Accurate forecasting of dispersal and drive in many pest species may require the inclusion of additional nuance relating to habitat distribution, which is often modelled as a continuous landscape. For example, weed dispersal is often modelled based on a leptokurtic kernel (Bullock et al., 2017), with frequent short‐range dispersal events (on the order of 2 m) and infrequent long‐range events (detected up to 100 m from the sources in one study; Skarpaas & Shea, 2007). When applied to a continuous landscape, this manifests as an invasion progressing with constant speed, an unlikely scenario outside of a model. For underdominant genetic control systems (characterized by high‐threshold frequency‐dependent drive ability, see Section 4), this may lead to unrealized predictions of progressive spatial spread in the form of an advancing hybrid zone (Barton & Turelli, 2011; Champer et al., 2020). More precise information on pest habitat distribution, dispersal rates and potential barriers to gene flow will help to make more accurate predictions regarding the expected spread of gene drives, the outcome of genetic control programmes and the associated confinement and biosafety procedures.

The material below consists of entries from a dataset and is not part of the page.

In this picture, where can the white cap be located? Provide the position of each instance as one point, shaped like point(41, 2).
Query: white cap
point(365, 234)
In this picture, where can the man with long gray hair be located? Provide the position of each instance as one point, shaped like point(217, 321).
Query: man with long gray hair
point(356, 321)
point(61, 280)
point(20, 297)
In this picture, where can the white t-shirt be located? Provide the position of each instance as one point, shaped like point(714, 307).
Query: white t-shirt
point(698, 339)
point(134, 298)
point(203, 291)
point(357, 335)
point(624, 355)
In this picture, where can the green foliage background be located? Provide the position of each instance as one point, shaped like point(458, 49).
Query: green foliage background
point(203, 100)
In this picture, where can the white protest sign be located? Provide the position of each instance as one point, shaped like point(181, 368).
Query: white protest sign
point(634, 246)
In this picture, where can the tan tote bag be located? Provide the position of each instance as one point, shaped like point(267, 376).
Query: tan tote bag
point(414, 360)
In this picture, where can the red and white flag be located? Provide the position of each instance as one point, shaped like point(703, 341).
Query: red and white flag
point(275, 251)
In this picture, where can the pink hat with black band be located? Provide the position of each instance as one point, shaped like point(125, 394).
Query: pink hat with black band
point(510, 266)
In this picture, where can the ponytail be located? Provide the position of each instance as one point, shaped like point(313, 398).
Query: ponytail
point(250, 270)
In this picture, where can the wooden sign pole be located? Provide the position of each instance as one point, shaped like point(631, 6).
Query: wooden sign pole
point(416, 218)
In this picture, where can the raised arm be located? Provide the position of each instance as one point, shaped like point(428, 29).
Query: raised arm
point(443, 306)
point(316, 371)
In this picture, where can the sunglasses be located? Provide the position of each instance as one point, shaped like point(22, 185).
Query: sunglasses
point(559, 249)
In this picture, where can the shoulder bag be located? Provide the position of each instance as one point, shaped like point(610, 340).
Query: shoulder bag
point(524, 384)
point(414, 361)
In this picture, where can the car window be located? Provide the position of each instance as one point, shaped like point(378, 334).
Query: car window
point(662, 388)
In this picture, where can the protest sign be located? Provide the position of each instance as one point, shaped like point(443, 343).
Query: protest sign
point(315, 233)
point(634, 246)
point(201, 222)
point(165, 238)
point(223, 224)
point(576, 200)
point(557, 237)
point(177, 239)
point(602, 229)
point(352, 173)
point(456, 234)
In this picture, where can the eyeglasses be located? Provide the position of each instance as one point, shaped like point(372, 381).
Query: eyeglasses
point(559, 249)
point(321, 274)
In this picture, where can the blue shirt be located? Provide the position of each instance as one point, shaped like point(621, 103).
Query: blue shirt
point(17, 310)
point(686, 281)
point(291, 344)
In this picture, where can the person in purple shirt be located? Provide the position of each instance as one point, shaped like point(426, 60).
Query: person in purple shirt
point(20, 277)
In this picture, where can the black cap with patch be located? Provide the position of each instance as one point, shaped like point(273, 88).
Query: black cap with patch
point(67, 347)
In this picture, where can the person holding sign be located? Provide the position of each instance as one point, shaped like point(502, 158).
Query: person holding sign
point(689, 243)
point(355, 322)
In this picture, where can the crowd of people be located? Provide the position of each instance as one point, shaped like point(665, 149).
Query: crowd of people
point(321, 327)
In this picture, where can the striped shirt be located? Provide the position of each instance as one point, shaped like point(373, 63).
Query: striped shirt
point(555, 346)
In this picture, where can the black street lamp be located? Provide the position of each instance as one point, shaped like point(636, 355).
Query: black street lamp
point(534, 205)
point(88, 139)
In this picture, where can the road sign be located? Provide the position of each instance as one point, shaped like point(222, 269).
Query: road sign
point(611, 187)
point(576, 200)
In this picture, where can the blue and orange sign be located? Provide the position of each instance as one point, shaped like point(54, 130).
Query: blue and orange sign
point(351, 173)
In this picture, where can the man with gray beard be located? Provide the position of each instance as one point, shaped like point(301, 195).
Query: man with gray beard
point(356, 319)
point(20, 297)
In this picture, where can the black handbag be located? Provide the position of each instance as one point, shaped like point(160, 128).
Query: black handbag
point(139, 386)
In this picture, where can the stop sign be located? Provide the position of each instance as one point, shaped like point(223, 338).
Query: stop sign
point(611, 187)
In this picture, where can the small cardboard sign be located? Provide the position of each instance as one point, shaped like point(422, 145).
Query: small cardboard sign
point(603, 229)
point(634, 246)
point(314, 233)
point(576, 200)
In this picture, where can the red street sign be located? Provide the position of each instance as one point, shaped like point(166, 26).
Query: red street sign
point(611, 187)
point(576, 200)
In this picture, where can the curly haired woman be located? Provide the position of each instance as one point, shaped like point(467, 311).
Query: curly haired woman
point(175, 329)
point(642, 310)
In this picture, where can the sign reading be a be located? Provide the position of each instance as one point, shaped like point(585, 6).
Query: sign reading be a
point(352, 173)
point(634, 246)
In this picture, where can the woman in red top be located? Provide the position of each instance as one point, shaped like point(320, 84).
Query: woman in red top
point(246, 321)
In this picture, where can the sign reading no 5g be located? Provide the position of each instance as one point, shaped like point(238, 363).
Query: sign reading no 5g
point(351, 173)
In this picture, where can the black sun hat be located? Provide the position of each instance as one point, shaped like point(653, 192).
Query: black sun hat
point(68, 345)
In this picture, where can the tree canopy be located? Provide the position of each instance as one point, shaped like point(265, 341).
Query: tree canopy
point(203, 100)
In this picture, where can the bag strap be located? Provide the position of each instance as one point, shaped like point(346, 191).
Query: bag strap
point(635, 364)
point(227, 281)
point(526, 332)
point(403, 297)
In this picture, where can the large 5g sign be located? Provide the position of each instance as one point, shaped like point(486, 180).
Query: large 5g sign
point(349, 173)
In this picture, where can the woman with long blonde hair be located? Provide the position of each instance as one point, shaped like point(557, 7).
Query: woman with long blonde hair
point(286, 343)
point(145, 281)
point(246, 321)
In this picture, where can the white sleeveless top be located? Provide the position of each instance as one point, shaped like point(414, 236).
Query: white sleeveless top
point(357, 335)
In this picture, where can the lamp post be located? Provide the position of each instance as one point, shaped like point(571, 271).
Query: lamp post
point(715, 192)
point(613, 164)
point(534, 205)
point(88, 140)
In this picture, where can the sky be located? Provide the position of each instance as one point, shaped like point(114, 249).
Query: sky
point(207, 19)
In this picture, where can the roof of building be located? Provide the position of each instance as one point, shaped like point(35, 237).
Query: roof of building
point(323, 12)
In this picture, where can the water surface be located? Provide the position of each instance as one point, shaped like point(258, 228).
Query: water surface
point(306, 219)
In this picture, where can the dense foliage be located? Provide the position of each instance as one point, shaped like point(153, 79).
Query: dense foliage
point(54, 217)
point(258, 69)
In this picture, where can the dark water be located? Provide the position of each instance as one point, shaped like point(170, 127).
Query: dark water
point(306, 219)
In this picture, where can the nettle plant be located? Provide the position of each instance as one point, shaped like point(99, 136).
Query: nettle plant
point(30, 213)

3.2. Population dynamics, demography and age and stage structure

Population dynamics and the age and stage structure of a target species are often linked, and the resulting variations in temporal and spatial patterns of population densities and age distribution can influence the timing and nature of selective forces in a target population. However, these variations are often highly specific to individual pest species and life histories. Genetic control strategies are highly sensitive to the relative fitness profiles of released, drive‐carrying individuals and resident, wild‐type individuals (Backus & Delborne, 2019), which typically define the critical release ratios needed for a successful implementation (whether the goal is population replacement or suppression). The specificities of a target's population dynamics and demography are therefore highly relevant to any genetic control programme, and we illustrate in this section how they are likely to affect (a) the optimal timing of the release(s) of gene drive‐carrying individuals, (b) the numbers of individuals to be released and their spatial distribution and (c) the outcome of releases across different ages or stages of the target population.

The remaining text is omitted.